Broadband & Internet

Loss of iPhone exclusivity in France grates with FT

Posted by Chris Garland Thursday, February 5th, 2009

Add a comment

Orange parent group France Telecom (FT) may be “shocked” by this week’s court ruling that it will lose exclusivity rights to offer Apple’s iPod in France, but it can hardly come as much of a surprise.

The incumbent, which began selling the iPhones in December 2007, has sold more than 600,000 devices since their debut in France on Nov. 28, 2007 but has been faced recurrent problems since then, reportedly including tension with Apple itself.

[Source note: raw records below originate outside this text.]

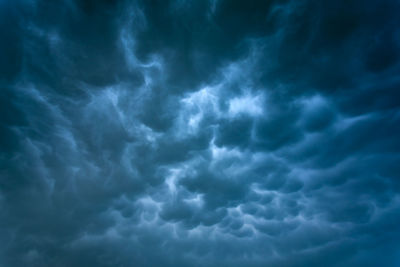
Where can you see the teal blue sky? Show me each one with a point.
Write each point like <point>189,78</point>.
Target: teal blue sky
<point>199,133</point>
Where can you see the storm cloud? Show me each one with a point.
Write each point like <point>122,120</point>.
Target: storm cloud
<point>199,133</point>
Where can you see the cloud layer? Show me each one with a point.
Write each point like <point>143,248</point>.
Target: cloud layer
<point>199,133</point>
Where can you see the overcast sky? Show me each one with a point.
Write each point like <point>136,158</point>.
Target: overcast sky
<point>199,133</point>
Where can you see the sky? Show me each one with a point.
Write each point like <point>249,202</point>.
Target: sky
<point>199,133</point>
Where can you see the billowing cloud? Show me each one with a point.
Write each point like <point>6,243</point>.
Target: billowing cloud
<point>205,133</point>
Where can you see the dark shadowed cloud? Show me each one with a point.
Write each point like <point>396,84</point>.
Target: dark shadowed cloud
<point>199,133</point>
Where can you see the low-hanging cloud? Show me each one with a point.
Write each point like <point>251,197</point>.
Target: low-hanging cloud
<point>206,133</point>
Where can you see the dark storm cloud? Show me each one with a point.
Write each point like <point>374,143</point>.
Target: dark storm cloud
<point>201,133</point>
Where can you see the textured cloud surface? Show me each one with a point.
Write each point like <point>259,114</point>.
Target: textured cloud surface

Considering the already significant presence FT has in France, opening up the market to other players for a high-end device such as the 3G iPhone would seem to be beneficial to French subscribers by forcing it to lower prices.

FT has complained that it was “shocked by [the] decision,” it believes is “regrettable,” but it would arguably be the loss of its monopoly on the iPhone: 48% of FT’s 100,000 iPhone sales last December were tied to new Orange subscriptions.

CEO Didier Lombard said at the time that he thought this “had a positive image impact […] and led to a very positive commercial result.” Given such comments, it is hard to see how the court decision ruling that the operator must share the iPhone market is based “on an accumulation of incorrect elements.”

Tensions with Apple also originated from the French legal requirement that the iPhone be sold both with and without contracts, which FT argued at the time undermined its exclusivity rights – another indication that new entrants will create a more competitive market, but one which FT is evidently unhappy with.

The question now is whether operators in other markets will seek to question the legal basis of operators’ exclusivity deals with Apple.